The scene between the Gobbos is typical of Shakespeare, who frequently employs servants and members of the working class to provide slapstick interludes in both his comedies and tragedies. The Merchant of Venice does not derive all of its comic moments from the malapropisms and double entendres of this odd father-son pair, but the humor here is more crass and vulgar—so simple that it is hard to overlook and mistake. Seen in this light, we forgive things that might otherwise seem cruel to us, like Launcelot’s shabby treatment of his blind and doting father. This humor is comedy at its simplest, where laughs are derived not from quick wit but from confusion and foolery.

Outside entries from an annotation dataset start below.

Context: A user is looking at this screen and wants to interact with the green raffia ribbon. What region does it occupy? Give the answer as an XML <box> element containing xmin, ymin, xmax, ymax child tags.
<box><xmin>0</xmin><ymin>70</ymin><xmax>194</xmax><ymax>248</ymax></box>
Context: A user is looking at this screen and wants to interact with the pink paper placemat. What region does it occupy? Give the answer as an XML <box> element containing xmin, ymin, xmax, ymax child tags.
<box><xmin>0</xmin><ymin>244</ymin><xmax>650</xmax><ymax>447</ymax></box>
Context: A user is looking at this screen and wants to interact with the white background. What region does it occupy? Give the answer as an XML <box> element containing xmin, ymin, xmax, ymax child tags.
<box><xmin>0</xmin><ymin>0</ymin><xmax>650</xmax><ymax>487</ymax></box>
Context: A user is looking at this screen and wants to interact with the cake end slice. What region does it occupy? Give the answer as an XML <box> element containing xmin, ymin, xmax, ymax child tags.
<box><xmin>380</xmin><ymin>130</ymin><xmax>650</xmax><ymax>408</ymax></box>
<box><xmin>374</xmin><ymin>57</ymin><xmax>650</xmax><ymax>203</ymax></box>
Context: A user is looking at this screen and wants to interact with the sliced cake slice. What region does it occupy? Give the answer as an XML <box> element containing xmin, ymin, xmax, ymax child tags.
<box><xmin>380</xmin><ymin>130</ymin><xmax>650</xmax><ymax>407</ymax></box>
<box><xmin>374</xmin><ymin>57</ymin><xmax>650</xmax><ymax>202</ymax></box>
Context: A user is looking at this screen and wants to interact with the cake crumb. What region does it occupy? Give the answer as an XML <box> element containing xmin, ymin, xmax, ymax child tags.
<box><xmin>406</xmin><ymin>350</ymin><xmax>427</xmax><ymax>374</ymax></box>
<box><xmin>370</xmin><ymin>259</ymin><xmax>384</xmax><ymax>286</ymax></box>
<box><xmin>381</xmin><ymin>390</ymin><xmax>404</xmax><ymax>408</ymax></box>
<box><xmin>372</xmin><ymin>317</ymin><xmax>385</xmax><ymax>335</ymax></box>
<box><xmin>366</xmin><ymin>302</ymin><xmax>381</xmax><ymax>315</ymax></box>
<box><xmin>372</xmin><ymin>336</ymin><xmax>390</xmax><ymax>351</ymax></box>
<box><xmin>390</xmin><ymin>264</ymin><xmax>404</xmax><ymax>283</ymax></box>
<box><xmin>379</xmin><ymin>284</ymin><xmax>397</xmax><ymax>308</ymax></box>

Although Shylock does not appear in these scenes, our view of him is further shaped by the opinions of those closest to him. Even though his servant and daughter do not like him, their descriptions of him inadvertently make him a more sympathetic figure in our eyes. Launcelot, we learn, is not abandoning his post because Shylock has proved to be a cruel or harsh master, but because he seems to fear contamination from being so close to a Jew. Interestingly, although he calls Shylock a devil, Launcelot points out that his desire to leave is a temptation more devilish still, and says his desire to stay is a product of his conscience, which is generally a guide of what is right. Jessica, too, voices no real complaint about her father, other than the tedium of life with him, but she seems eager to escape her Jewish heritage, which she sees as a stain on her honor. Jessica even brings the morality of her own actions into question when she calls her shame at being Shylock’s daughter a sin, and she feels enormous guilt at her own sentiments. Her desire to convert would undoubtedly have been applauded by Elizabethan audiences, but here it is expressed as a kind of young recklessness that borders on selfishness. The negative impression that Shylock has given us with his first appearance is somewhat counteracted by the words of those closest to him, who feel guilty even as they speak ill of him.